ステップ5:リモートアクセスを無効にする
ユーザがリモートからサーバにアクセスする必要のない場合、MySQLへの接続をすべて強制的にUNIXのソケットファイルを介して行うことで、ネットワーク攻撃のリスクを大幅に減少させることが可能となる。これは、--skip-networkingオプションを付加してサーバを起動することにより実現できる。この設定を行うと、MySQLへのTCP/IPネットワーク接続がブロックされるため、システムにリモート接続するユーザがいないことを保証できる。
ヒント:これを強化する手法としては、MySQLのサーバ設定にディレクティブbind-address=127.0.0.1を追加し、ローカルマシンのIPアドレスにMySQLを強制的にバインドさせる方法がある。この設定では、MySQLに接続できるのは同じシステムのユーザのみであることが保証される。

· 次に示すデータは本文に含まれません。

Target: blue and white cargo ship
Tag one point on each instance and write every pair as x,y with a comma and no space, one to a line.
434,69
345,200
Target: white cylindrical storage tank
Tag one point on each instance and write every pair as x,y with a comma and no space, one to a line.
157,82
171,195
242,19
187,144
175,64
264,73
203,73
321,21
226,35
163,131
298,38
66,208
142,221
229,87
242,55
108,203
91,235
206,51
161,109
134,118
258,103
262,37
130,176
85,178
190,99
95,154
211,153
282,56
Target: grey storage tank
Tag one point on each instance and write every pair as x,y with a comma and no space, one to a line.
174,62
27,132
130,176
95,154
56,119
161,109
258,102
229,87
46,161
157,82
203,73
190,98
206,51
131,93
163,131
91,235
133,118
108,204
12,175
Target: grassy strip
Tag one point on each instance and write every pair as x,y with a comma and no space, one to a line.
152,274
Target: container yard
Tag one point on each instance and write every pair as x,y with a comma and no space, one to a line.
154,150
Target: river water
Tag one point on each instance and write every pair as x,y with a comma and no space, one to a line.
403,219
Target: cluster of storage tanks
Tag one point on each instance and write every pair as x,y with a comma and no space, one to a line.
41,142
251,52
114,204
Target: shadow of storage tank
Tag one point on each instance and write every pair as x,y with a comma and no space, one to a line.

ステップ6:MySQLのアクセスログを積極的に監視する
MySQLにはさまざまな種類のログファイルが用意されており、クライアントの接続やクエリ、サーバのエラーを追跡することができる。その中でも、最も重要なのは「一般クエリログ」(general query log)だ。一般クエリログでは、クライアントの接続と切断がタイムスタンプと共に記録されるほか、クライアントが実行したクエリも記録される。もしネットワークから侵入を試みているような不審な活動を見つけたら、このログを監視してその活動の原因を探ってみるのがよいだろう。
MySQLのデータベースは常に継続して守り続けなければならない。上記のステップを終えたからといって安心はできないのである。セキュリティに関するヒントは、MySQLのマニュアルやMySQLのフォーラムに多数掲載されている。それらのサイトを読んだ上で、監視とシステムセキュリティのアップデートを積極的に行って欲しい。幸運を祈る!